Aryeh Kontorovich - Learning infinitely many coins simultaneously

Inferring the bias of a single coin from independent flips is a well-understood problem, technically known as estimating the Bernoulli parameter p. In particular, how the sample size (number of flips) n, the precision ε, and the confidence δ constrain each other is known within tight upper and lower bounds. When we want to estimate the bias of d coins simultaneously, this problem is well-understood as well, at least in the worst case over the Bernoulli parameters pᵢ. What if we want to estimate infinitely many pᵢ's simultaneously?
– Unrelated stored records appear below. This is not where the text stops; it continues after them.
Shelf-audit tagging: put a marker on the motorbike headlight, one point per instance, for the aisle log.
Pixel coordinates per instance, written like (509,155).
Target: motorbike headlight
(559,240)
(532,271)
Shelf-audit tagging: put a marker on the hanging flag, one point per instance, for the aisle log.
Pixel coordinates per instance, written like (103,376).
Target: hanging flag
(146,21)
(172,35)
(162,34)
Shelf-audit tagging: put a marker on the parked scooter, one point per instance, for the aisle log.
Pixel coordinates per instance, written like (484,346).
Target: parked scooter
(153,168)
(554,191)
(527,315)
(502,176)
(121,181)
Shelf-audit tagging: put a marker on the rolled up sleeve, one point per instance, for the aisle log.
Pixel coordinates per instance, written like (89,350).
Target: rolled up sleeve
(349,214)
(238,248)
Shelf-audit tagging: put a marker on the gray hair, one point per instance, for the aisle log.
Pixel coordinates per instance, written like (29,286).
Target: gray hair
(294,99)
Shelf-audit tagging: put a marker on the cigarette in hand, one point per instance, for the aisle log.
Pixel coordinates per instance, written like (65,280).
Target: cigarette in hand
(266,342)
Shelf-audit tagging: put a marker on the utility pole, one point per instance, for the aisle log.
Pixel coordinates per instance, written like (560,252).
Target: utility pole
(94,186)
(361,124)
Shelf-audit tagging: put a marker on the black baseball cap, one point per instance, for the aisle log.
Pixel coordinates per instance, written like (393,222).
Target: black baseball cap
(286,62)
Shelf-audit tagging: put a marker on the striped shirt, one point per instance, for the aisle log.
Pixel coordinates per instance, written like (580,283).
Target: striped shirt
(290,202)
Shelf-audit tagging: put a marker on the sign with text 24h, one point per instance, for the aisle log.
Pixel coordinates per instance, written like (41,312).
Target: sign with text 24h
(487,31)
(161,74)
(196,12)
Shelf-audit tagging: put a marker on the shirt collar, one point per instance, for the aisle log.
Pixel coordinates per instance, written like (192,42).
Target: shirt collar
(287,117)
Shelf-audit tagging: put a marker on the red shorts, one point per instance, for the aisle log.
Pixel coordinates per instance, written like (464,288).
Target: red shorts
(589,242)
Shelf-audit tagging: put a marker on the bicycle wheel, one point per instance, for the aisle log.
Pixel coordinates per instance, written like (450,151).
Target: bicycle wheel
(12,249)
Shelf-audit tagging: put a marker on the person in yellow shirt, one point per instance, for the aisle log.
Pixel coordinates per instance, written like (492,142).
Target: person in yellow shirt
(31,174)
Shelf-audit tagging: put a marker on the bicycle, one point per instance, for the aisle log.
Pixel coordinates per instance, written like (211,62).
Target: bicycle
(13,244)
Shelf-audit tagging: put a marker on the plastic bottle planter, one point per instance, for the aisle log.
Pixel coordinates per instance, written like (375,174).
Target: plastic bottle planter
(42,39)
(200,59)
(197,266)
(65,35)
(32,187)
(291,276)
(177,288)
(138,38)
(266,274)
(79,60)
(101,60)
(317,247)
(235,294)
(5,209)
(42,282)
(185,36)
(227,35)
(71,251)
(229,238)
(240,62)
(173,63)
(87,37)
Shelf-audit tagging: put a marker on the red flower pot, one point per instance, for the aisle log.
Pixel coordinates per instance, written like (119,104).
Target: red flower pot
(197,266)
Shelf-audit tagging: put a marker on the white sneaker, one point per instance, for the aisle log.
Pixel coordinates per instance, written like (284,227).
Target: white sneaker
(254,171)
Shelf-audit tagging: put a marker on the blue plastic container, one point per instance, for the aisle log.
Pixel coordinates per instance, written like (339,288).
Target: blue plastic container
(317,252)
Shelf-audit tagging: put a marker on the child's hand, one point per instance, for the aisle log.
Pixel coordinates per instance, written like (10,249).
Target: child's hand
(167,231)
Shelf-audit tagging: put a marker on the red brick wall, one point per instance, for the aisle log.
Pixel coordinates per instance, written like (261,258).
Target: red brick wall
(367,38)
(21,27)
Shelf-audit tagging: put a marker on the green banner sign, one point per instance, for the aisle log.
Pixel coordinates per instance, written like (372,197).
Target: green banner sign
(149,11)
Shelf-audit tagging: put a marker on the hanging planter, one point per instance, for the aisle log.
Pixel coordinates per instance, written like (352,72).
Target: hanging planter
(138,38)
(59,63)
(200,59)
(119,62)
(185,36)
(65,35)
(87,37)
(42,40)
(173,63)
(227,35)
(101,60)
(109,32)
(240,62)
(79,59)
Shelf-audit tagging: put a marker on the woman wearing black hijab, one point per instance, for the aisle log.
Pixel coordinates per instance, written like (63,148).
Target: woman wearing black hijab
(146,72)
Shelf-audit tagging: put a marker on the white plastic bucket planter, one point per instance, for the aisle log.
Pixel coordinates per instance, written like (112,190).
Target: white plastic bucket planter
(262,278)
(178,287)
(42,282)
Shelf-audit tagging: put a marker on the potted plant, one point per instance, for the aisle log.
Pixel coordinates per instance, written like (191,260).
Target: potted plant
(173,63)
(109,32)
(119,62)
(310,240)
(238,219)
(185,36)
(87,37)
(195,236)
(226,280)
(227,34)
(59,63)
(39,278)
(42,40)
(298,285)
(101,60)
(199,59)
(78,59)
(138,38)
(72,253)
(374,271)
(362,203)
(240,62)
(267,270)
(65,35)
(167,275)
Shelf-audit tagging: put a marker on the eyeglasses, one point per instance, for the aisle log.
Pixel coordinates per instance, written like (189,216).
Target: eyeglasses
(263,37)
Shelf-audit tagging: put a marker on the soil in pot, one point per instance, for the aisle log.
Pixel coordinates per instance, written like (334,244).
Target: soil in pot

A simple argument shows that this is impossible in the "worst case" over the pᵢ's; thus, any result must depend on their actual values. If we define M as the expected maximum deviation between any pᵢ and its estimate, we want to understand for which sequences pᵢ this quantity decays to zero and at what rate. We obtain tight, exhaustive answers to these questions.

Presented at COLT 2023, joint work with Doron Cohen.

https://arxiv.org/abs/2209.04054

Date and Time: 
Thursday, May 2, 2024 - 13:30 to 14:30
Speaker: 
Aryeh Kontorovich
Speaker Bio: 

Aryeh Kontorovich received his undergraduate degree in mathematics with a certificate in applied mathematics from Princeton University in 2001. His M.Sc. and Ph.D. are from Carnegie Mellon University, where he graduated in 2007. After a postdoctoral fellowship at the Weizmann Institute of Science, he joined the Computer Science department at Ben-Gurion University of the Negev in 2009, where he is currently a full professor. His research interests are mainly in machine learning, with a focus on probability, statistics, Markov chains, and metric spaces.

He served as the director of the Ben-Gurion University Data Science Research Center during 2021-2022.